View Full Version : Help Google Saturation/No of pages indexed is too high!!
amye247
09-22-2005, 03:48 AM
I have a client who has always had good coverage of their site in Google. Since Aug 28, 2005 I have been watching that number increase to levels I would never have imagined. He is now sweating bullets and worried that something bad (penalties/bans) will happen.
The index was sitting at about 89K but has exploded to 1.28Million. This is not possible as the site does not contain that many pages.
I explained that something is probably wrong with the way Google has been counting this but obviously I need something more definitive as an answer.
Has anyone else experienced this with any type of understanding or knows what is going on?
Thanks
Amye
softplus
09-22-2005, 05:08 AM
You're probably indexing URLs with Session-IDs... not good ... Make sure that the site doesn't give session-ids to bots :-). I thought Google was good at making sure that session-ids don't get indexed, but in the last month or so I've seen a lot of the same game...
Alan Perkins
09-22-2005, 06:03 AM
You could be suffering any one of a number of problems.
For a start, try doing a phrase search on a phrase that should appear only one one page on your site. The syntax is:
site:www.yoursite.com "insert your unique phrase here"
If multiple pages appear in the search results, when you would only expect one page, look at the URLs of those multiple pages. Which URL did you expect to be there? Is it there? How did the others get there (i.e what path could the robots have followed to see those other URLs)?
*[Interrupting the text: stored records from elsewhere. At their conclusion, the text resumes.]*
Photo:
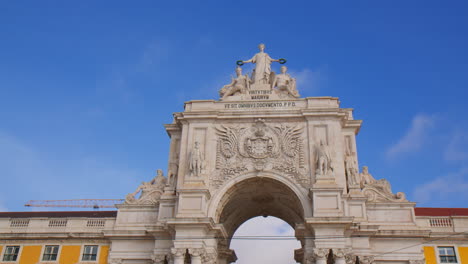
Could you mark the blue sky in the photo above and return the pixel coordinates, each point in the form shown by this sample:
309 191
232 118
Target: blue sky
86 86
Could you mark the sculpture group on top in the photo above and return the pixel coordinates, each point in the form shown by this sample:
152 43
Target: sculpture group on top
262 78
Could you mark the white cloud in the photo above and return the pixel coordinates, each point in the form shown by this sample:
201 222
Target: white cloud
265 251
34 175
414 138
308 80
456 149
3 208
444 191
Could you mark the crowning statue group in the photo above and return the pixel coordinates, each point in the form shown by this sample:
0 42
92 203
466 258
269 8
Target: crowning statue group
261 78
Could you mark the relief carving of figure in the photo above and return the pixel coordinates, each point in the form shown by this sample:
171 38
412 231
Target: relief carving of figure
238 85
262 62
285 83
323 159
150 191
172 174
196 160
378 190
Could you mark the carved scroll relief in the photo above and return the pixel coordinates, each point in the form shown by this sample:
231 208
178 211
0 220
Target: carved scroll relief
259 147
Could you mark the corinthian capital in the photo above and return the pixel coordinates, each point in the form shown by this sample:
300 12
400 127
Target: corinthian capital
178 252
196 252
321 253
340 252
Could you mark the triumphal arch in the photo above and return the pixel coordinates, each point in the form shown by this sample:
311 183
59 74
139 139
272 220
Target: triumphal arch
262 150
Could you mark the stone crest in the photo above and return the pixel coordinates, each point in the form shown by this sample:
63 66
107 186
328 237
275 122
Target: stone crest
257 148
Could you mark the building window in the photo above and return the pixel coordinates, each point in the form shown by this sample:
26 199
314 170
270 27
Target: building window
447 255
11 253
50 253
90 253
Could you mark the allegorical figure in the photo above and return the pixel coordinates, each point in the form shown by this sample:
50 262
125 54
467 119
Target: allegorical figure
262 66
196 160
285 83
240 84
150 191
323 159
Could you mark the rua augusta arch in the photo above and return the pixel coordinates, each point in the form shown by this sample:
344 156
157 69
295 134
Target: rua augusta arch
261 150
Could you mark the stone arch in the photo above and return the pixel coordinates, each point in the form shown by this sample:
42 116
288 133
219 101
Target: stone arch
259 194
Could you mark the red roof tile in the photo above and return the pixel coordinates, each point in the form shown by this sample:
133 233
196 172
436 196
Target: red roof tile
429 211
59 214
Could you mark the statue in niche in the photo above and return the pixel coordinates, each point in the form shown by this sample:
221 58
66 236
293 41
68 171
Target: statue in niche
150 191
323 160
285 83
196 160
262 71
352 172
172 174
238 85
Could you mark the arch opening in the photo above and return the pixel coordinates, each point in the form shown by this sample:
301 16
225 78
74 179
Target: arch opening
258 196
264 240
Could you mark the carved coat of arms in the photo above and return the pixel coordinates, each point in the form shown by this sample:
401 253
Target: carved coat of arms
259 147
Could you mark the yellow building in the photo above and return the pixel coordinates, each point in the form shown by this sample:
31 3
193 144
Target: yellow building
79 237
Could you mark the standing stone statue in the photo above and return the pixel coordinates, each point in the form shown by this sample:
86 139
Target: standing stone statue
238 85
262 66
352 172
285 83
196 160
323 159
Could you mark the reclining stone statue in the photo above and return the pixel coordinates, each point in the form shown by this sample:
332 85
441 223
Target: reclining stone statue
238 85
378 190
150 191
285 83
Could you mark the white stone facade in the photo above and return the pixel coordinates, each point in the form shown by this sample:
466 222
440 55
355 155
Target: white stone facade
262 151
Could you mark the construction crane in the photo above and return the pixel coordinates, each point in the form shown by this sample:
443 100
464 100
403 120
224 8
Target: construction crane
84 203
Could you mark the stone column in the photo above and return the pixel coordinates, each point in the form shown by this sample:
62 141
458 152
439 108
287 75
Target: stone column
196 254
320 256
339 255
178 255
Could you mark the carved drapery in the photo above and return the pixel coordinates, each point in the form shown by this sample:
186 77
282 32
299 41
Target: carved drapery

Once you know why the extra URLs are appearing, you can fix it. You may be able to use robots.txt or the robots meta tag (http://www.robotstxt.org), or you may have to adapt your server software.
amye247
09-22-2005, 06:43 AM
I ran a few test like you guys suggested.
First result
I have 1 page of content and found 3 pages indexed pointing to same page with three different session IDs:
1. Set-Cookie: ASPSESSIONIDQCDRQRRC=CDCMEGIAMDKILAGFBLECHPGB; path=/
2. Set-Cookie: ASPSESSIONIDQCDRQRRC=BJBMEGIAIIIKMBDLGFBINCOB; path=/
3. Set-Cookie: ASPSESSIONIDQCDRQRRC=PFBMEGIAANGPCLIPKBCIGNPG; path=/
So I note 2 things. Looks like the engine is getting the seesion IDs and I have a duplicate content issue.
They have also done this in this manner all along (using a rewite on the URLs) but I have never seen Google index in this way on their site.
I'll note that I also found two URL's pointing to the same page but also have two different seesion IDs as you would expect. However, they have done this multiple times if a particular product falls into two categories. They list it as two different products, with two different URLs but are pointing to the same content.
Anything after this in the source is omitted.